AliExpress is one of the largest marketplaces on the web, and a single search results page packs the data that drives price tracking, product research, and supplier discovery: a product title, its price, a seller rating, an orders or sold count, and a link back to the listing. Pull that across a keyword and you have a structured view of what is selling, at what price, and how well it is rated, all from public listing data.

This guide shows you how to scrape AliExpress search pages with JavaScript and Node.js. You build a small, runnable scraper that turns a keyword into an AliExpress search URL, fetches the rendered results page through the Crawling API, parses each product card with cheerio, walks the pagination, and exports the rows to JSON and CSV. We keep the whole walkthrough scoped to public search and listing data, and the legality section near the end is not boilerplate, so read it before you point this at any real volume.

What you will build

A Node.js script that takes a search keyword, builds the AliExpress search URL, retrieves the rendered HTML through the Crawling API, and extracts a structured record for each product on the results page. We pull these fields per card, the same set the legacy AliExpress SERP scraper returned:

  • Title the product name as listed, for example "Wireless Bluetooth Earbuds Noise Cancelling".
  • Price the current price as shown on the card, like "$12.96".
  • Rating the seller or product rating value, for instance "4.9".
  • Orders the orders or sold count, such as "600 sold".
  • Product URL the link to the individual item page.

Why a plain request fails on AliExpress

If you request an AliExpress search URL with a bare HTTP client, you get a response with status 200 and very little usable product data in the body. Two things work against you. First, AliExpress builds its search results in the browser with JavaScript, so the initial HTML is a near-empty shell until the page's scripts run and render the product grid. Second, AliExpress flags automated traffic quickly: datacenter IPs and request patterns that do not look like a real browser get challenged, rate-limited, or shown a CAPTCHA before they ever reach the rendered listings.

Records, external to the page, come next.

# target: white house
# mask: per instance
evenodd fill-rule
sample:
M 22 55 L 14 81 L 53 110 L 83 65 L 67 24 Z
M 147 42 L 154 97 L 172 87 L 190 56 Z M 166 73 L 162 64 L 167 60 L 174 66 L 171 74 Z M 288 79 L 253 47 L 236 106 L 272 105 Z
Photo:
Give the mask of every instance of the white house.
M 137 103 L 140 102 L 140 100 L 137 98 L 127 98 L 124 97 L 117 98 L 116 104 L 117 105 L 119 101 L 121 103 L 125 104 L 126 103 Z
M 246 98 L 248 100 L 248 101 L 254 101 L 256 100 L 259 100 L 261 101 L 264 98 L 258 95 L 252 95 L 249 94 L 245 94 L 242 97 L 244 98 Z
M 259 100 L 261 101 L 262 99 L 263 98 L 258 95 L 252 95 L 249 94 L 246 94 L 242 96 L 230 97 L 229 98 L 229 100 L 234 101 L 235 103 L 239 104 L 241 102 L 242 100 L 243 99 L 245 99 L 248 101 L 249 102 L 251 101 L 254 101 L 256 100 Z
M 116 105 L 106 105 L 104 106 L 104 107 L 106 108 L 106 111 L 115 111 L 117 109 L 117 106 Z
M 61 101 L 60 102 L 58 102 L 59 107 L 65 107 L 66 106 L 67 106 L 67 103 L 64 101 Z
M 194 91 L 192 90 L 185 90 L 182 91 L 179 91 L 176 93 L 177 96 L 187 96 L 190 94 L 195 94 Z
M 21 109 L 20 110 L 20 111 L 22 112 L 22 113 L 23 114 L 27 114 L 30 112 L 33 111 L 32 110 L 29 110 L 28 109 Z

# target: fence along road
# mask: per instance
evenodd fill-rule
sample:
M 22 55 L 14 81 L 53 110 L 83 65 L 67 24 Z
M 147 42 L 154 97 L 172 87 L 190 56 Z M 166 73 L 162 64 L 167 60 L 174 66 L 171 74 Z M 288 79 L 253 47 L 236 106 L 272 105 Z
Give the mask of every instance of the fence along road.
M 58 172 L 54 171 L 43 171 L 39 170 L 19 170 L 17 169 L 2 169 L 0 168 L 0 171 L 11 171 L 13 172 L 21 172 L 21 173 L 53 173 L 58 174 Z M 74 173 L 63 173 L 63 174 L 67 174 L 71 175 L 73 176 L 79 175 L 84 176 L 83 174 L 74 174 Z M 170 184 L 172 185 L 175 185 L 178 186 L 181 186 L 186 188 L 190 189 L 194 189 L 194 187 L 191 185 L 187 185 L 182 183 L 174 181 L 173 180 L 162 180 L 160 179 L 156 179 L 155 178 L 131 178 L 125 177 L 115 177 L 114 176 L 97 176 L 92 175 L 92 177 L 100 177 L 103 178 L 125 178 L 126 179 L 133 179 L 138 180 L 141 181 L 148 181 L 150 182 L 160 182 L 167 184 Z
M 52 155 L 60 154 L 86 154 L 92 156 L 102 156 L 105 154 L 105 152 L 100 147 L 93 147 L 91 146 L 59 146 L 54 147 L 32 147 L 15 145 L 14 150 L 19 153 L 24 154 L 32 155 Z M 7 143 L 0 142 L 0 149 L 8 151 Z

So a working AliExpress search scraper needs two things in one request: a browser that actually renders the page, and an IP the platform reads as a real visitor. You can assemble that yourself with a headless browser plus a pool of rotating residential proxies, but stitching those together and keeping them healthy is most of the work. The Crawling API folds both into a single call: you send it the URL with a JavaScript token, it renders the page behind a trusted IP, and it returns finished HTML for you to parse.

Why the JS token

Crawlbase offers two token types. The normal token fetches static HTML; the JavaScript (JS) token renders the page in a real browser first. AliExpress builds its product grid client-side, so the JS token gives you the most complete page here. Using the normal token can return a shell with no products, leaving you nothing to parse.

Prerequisites

You need a few things in place before writing any code. None of them take long.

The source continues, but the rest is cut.